As Rob Manning reports, the study presses federal officials to back off plans to expand logging projects on the drier, eastern side of the Cascades.
The recovery plan offers guidance for restoring the spotted owl. Four researchers, including lead author, Chad Hanson with the University of California, Davis, set out to test one of the plan’s underlying assumptions: that wildfires are getting worse.
Chad Hanson: “Most people assume that fires are getting increasingly more severe, but what’s interesting is that the data’s not showing that. And our results are consistent with an analysis done by the United States Geological Survey, for California, Oregon, and Washington.”
But Tom Spies, a researcher with the U.S. Forest Service in Corvallis, says Hanson’s study is not consistent with other long-term studies.
Tom Spies: “For example, we had a paper that was published that they do cite, but not that particular result, which shows that there was much less fire before 1990, and since 1990, there’s been considerably more high-severity fire in the region.”
Whether or not wildfires are intensifying is important from a policy perspective. If they are intensifying, that would help the case for logging, to reduce fire fuels.
But study author, Chad Hanson, says the feds should be careful about ramping up logging. He says logging hasn’t proven to be a successful recovery strategy.
Scientists tend to agree that spotted owls can live in slightly charred areas. But there’s disagreement about how they fare in badly burned habitat. Hanson says those badly burned areas can be good for the owls.

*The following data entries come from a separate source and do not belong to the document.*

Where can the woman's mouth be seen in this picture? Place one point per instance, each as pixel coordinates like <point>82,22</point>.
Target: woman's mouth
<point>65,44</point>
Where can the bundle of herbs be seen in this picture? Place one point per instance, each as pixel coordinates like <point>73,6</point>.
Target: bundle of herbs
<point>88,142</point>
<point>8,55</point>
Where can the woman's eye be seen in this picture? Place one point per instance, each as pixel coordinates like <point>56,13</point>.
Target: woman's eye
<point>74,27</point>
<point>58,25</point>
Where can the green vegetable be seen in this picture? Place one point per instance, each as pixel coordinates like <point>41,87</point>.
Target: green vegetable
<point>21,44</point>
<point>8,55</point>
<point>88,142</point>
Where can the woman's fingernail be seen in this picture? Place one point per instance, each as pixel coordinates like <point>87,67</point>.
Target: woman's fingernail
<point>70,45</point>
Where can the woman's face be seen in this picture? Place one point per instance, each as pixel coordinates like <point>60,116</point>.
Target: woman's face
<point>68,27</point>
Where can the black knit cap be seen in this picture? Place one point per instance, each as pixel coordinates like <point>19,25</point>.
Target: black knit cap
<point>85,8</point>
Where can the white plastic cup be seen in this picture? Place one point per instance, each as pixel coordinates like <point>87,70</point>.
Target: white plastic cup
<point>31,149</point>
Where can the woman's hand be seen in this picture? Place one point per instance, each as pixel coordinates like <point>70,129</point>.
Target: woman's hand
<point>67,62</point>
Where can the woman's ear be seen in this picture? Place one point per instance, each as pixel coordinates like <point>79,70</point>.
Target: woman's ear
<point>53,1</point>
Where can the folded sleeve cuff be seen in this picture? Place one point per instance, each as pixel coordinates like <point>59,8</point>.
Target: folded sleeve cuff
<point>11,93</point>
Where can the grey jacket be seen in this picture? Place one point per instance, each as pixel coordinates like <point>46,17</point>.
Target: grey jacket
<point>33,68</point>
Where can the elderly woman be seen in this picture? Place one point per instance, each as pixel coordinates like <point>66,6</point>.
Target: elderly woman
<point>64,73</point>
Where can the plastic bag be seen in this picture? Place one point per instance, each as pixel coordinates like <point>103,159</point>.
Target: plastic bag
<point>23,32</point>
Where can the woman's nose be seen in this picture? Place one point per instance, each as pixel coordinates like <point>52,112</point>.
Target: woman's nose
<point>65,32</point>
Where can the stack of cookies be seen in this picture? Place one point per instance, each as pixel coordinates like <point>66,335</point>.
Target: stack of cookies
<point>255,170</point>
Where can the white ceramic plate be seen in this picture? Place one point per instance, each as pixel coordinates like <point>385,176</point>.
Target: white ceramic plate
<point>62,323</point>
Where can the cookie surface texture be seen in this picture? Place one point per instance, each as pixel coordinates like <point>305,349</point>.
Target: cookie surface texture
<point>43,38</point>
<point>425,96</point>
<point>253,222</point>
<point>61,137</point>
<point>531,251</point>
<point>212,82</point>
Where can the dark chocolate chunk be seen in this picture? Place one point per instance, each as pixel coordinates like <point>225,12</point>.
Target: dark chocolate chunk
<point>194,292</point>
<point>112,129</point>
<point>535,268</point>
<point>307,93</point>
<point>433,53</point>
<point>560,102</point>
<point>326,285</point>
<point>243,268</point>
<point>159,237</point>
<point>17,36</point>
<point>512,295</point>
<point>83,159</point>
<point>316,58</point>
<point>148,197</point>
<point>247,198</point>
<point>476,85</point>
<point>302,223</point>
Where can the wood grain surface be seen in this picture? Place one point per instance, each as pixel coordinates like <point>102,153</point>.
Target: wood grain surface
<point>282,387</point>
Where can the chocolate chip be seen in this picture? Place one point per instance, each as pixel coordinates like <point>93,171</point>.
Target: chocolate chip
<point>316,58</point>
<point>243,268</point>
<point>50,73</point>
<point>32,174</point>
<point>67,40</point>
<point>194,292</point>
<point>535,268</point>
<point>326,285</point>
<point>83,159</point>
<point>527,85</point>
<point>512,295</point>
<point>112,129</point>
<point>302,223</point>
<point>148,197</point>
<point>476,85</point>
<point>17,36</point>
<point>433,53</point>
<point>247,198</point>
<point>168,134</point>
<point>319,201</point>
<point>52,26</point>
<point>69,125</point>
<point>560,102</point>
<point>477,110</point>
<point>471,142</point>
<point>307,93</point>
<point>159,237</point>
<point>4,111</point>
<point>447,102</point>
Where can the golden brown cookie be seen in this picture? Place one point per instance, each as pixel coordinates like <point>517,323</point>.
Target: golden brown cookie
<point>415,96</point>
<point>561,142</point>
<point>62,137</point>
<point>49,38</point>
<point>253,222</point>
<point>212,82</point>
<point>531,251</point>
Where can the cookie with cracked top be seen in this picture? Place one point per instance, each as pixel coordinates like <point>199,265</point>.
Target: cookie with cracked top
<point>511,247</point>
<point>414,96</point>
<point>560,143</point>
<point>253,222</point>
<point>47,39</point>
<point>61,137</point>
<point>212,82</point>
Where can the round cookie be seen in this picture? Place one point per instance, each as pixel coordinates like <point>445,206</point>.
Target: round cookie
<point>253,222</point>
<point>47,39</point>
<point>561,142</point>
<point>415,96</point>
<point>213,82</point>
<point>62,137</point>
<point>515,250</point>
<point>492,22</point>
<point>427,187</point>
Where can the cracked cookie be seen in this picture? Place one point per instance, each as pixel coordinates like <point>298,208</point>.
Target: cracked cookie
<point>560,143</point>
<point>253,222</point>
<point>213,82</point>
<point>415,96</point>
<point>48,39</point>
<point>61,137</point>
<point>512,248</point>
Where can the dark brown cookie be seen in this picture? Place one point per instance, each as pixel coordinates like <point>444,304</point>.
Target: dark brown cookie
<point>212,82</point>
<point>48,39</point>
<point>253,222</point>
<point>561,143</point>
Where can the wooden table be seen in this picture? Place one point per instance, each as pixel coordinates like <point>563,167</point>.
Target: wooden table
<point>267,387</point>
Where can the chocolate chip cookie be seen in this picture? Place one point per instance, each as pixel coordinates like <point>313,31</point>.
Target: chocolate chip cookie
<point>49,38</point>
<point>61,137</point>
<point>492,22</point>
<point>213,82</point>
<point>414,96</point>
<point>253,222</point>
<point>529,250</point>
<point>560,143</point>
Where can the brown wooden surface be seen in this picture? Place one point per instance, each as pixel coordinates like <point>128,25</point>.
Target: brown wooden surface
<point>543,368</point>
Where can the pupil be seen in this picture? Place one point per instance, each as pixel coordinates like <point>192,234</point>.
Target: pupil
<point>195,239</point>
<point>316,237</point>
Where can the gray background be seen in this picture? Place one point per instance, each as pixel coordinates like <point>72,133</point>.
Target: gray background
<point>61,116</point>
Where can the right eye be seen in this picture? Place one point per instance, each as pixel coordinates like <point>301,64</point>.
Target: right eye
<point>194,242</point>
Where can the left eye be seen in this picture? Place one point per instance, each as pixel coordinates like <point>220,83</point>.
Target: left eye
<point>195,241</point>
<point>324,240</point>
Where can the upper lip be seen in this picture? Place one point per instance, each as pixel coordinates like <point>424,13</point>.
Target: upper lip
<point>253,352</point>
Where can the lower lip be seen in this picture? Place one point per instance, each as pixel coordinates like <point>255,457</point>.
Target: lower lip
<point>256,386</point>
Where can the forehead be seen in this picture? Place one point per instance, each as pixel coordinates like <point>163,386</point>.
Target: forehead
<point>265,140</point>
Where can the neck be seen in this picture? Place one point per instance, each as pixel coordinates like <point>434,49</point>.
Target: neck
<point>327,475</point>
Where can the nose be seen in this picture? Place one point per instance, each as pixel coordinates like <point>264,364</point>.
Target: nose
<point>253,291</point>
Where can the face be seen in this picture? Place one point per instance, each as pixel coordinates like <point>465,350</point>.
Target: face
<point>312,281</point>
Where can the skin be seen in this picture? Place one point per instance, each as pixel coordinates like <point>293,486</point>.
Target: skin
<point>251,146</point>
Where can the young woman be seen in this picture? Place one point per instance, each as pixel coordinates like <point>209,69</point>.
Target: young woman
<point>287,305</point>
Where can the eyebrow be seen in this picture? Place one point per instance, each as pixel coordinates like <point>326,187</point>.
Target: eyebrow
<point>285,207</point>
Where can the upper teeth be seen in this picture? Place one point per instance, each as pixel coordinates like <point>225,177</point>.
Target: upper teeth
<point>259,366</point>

Chad Hanson: “The point is, that the assumption that high severity is wholly negative for spotted owls, is also not supported by the scientific data.”
Tom Spies with the Forest Service says that Hanson’s study does properly advise better monitoring in the future – with an eye toward a fundamental dilemma facing spotted owl recovery efforts.
Spies says on the one hand, forest thinning degrades owl habitat slightly.
Tom Spies: “But if you don’t reduce those fuels, there’s a chance that fire will spread and burn up the owl habitat.”
Meantime, climate scientists say that wildfire risk will likely increase, although researcher Hanson says that, too, is not a simple equation.
In the end, the Obama Administration is considering revisions to the recovery plan, in the face of new studies and legal pressure from the timber industry and environmental groups.
A U.S. Fish and Wildlife official says attorneys will announce their intentions for the owl later this month.